Faces in the Crowd
trans. Christina MacSweeney
Granta, paperback, 148 pages,
‘The boy asks:
What’s your book about, Mama?
It’s a ghost story.
Is it frightening?
No, but it’s a bit sad.
Why? Because the ghosts are dead?
No, they’re not dead.
Then they’re not very ghostly.
No, they’re not ghosts.’
The debut novel by Valeria Luiselli, lecturer at Universidad del Claustro de Sor Juana in Mexico City, Faces in the Crowd is a book about ghosts. Her writing has already gained her attention as an emerging voice in the Latin American literary scene. Originally published in Spanish as in 2011, Faces in the Crowd has now found its way into English thanks to Granta Books, alongside her essay collection Papeles Falsos (Fake Papers), rebranded as Sidewalks.
A nameless narrator spends her evenings writing a novel. A mother of two, she recalls her early life working for a publishing house in New York, the books she worked on, her friends and the city itself. In New York she becomes fascinated by an obscure Mexican poet, Gilberto Owen, who lived in New York during the great depression, and her interest in his writing soon leading to obsession.
As she writes of her youth her husband grows inquisitive, questioning past lovers with a sense of jealously. So she turns to writing a second book, one told through the eyes of Owen. As she recounts Owen’s later years following his failed marriage and disintegrating health, she becomes ever more distant from her family (none have names, all are defined by roles; husband, boy, baby) – soon causing the line between the present day and the novel to merge into each other.
Throughout, the narrator reflects on the ghosts of those who have disappeared, and plays out a theory that during our lives we die many times. Characters see the faces of loved ones in inanimate objects and in the faces of strangers on the New York Subway system, transfixed by these visions of the past just as Ezra Pound, whose classic Imagist poem ‘In a Station of the Metro’, to which the translated title cleverly alludes, may have thought he had caught a glimpse of a dead friend amongst the urban chaos of the Paris metro. Even the narrator’s own son speaks of ghosts in their family home and makes assumptions about their identity.
Indeed, such assumptions of cultural belonging mark Luiselli’s characters. The narrator and Owen are regularly referred to by their Latin American and more specifically, Mexican heritage. Similarly even minor characters such as an Ecuadorian Policeman are defined by their roots rather than by their role.
Faces in the Crowd is also necessarily a novel of outsider culture, those Latino cultural markers having repercussions in the New York publishing world.
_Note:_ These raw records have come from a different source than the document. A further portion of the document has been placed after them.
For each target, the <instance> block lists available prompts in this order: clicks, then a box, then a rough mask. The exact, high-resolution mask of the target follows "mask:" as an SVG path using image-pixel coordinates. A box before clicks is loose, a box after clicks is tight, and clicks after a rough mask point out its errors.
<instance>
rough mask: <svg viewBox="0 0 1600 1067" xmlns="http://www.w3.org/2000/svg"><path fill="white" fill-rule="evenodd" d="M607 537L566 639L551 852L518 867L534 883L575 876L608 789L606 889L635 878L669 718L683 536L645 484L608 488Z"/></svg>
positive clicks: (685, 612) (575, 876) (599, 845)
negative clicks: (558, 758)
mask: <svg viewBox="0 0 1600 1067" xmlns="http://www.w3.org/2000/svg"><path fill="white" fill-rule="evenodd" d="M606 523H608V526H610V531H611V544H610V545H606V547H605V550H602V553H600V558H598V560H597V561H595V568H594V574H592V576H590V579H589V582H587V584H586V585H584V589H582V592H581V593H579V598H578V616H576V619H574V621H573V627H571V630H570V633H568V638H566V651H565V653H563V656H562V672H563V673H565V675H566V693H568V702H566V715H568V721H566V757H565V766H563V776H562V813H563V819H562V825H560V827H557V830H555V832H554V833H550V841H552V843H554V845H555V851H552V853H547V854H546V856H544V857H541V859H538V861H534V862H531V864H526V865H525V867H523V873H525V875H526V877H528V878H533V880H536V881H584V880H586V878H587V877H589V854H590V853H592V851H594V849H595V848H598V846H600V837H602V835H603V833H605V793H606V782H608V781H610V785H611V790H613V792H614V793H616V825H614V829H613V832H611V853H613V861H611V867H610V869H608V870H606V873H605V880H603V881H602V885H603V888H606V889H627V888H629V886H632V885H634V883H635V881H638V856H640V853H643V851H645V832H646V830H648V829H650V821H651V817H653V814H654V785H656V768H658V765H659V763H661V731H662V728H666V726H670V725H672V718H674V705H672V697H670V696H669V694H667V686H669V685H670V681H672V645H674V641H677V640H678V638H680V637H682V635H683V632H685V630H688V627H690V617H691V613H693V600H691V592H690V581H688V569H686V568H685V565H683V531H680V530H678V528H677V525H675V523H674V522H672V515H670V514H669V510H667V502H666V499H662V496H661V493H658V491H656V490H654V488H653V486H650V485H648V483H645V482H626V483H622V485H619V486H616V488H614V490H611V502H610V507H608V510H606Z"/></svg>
Luiselli takes opportune moments, before the lives of the narrator and Owen blend into themselves, to use the novel as a platform to criticize the standing of Latin American fiction within New York’s literary clique. The narrator works within a small publishing house where she translates ‘foreign gems’ that will never be bought. The chief editor known simply as ‘White’ discards any works that are not comparable to Roberto Bolaño; at one point he even has the audacity to ask if there is not simply any letters by or interviews with Bolaño that they could publish instead.
In just 148 pages Faces in the Crowd works through a complex and self-aware exploration of form and ideas, rather than being overly plot-driven. Unashamedly meta-fictional, Luiselli writes in pacey, short, often abrupt bursts to replicate the life of the narrator, who informs the reader from the outset that she writes around the lives of her family ‘A silent novel, so as not to wake the children.’ It is these restrictive bursts that give a much-needed framework to the narrative and prevent the novel from simply becoming a tedious experiment in form. As a chapter-less work the precision within these bursts defines segregation within the tense, granting the freedom to dart between the past and the present at will, and where necessary situate the focus of the novel, be it the family life of the narrator, her past, or the life of Owen.
In line with the meta-fictional context, the reader’s attention is repeatedly drawn into the novel’s structural workings as it describes its own form as ‘A horizontal novel, told vertically. A novel which has to be told from the outside to be read from within’. Paralleling its statacco pace, such formal inventiveness prevents the plot from becoming just another crass novel on ‘the life of the artist.’ As the segregation between the narrator and Owen diminishes, the weight of emphasis between the present day and the novel shifts, slowly erasing the narrator from the narrative, as she becomes another ghost.